Aku sudah hafal. Pasti ada peristiwa yang tak ia sukai dan ia memprotesku
dengan diam.
Aku meninggalkan
istriku yang masih berdiri kaku di balik pintu. Ia menutup pintu, menguncinya
dan mengikuti langkahku.
“Noura sakit…,”
akhirnya ia buka suara.
Aku berbalik,
menatapnya dengan raut tak percaya. “Sakit apa?”
“Demam… Tadi badannya
panas. Aku sudah membawanya ke dokter…”
“Gimana sekarang?” tanyaku
penasaran, seraya merangsek ke kamar.
Putriku tertidur,
meringkuk dalam balutan selimut. Entah kenapa, aku selalu menemukan setangkup
ketenangan yang selalu menelusup dalam hatiku, ketika mataku menatap bola mata
mungilnya. Tapi, kali ini putriku terpejam. Aku menempelkan tangan di
keningnya. Kening putriku tidak lagi panas.
“Aku tadi
menghubungimu berkali-kali…. Tapi sia-sia! Handphone-mu
tidak aktif,” ucap istriku.
Aku tidak
menanggapinya.
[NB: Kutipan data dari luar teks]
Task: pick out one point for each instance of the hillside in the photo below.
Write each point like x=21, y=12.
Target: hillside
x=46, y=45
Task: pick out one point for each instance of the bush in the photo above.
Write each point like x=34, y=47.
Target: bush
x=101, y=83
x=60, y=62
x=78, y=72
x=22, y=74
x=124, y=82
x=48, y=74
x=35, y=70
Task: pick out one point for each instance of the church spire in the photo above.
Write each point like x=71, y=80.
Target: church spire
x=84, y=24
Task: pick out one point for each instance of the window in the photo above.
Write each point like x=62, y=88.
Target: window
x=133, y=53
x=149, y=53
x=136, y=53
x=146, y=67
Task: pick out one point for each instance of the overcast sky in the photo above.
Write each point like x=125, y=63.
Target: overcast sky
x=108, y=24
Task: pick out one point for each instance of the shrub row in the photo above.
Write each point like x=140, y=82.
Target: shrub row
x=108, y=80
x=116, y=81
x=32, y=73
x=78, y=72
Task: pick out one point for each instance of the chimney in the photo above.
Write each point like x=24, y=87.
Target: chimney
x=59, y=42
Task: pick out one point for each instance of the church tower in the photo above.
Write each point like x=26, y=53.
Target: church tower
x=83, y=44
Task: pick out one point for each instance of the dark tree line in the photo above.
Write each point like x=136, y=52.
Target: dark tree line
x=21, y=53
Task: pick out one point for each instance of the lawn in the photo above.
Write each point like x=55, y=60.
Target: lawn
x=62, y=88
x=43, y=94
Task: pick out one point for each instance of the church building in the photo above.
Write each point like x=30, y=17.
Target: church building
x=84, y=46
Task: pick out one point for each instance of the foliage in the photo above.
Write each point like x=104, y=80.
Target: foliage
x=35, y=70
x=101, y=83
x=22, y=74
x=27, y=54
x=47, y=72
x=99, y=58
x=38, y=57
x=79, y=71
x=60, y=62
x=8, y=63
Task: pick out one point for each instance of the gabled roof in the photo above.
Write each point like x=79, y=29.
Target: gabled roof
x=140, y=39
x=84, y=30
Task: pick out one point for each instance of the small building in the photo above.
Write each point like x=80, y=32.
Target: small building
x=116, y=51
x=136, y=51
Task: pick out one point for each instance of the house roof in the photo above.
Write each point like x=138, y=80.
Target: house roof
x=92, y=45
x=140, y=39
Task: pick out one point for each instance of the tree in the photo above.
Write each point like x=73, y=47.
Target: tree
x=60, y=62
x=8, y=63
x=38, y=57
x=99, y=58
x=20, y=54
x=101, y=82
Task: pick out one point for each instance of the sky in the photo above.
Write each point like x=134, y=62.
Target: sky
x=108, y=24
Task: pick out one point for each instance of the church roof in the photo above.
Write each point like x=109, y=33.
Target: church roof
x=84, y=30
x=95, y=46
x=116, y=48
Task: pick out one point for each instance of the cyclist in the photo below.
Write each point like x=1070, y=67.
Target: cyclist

Ia semakin cemberut bahkan kesal. Aku menciumnya putriku
pelan-pelan, tak ingin bangun. Tapi, harapanku kandas. Putriku terjaga. Matanya
biru, menatapku. Aku merasa tatapan mata putriku… entah kenapa, tidak lagi
dingin meneduhkan, tetapi berubah seperti nyala api unggun, yang membuatku
bergidik takut….
Dan beberapa saat
kemudian, ia menangis.
***
DI mataku, tak ada yang
istimewa pada lelaki itu. Ia biasa saja – seperti umumnya lelaki lain. Hanya
saja, mata lelaki itu selalu memukau dan membuatku serasa di tepi danau. Setiap
aku menatapnya, aku seperti melihat hamparan air yang tenang. Bahkan, ketika
aku sudah lama tidak bertemu dengannya, aku…. entah kenapa bisa jatuh sakit.
Aku tidak tahu, kenapa
semua bisa tak masuk akal. Dan ketika ia menjengukku, perlahan sakitku pulih.
Meski ia datang hanya diam, tak pernah banyak bercerita dan bersenda gurau.
Tetapi, kedatangannya telah membuatku bisa tersenyum. Ah, lelaki ini
benar-benar aneh.
“Aku ingin pergi ke
sebuah danau…,” ucapku memecah keheningan.
Lelaki itu diam, dan
seperti tidak mau mendengar apa yang aku katakan. Dan aku tahu, dia tak sanggup
untuk memenuhi permintaanku. Aku, entah kenapa, merasakan telah meminta sesuatu
yang tidak mungkin bisa ia penuhi. Selama ini, memang tidak pernah ada
kesepakatan antara kami. Apalagi, setelah aku tahu ia lelaki yang sudah
beristri. Itulah yang membuatku tak pernah menuntut apa pun… Tapi, dia
tiba-tiba membuatku melambung.
“Besok jika kamu sudah
sembuh, aku akan mengantarmu ke pantai…” ucapnya pelan, seraya mencium
keningku.
“Sekarang aku sudah
sembuh.”
Lelaki itu terbaring
tepat di sisiku, kemudian menyibak selimut dan meringkuk bagai sepotong daging
dalam kulkas. Tubuhnya dingin dan hampa. Tetapi semua berjalan cepat. Lelaki
itu selalu mengerjakannya dengan kilat, sekejap kemudian ia sudah tersengal.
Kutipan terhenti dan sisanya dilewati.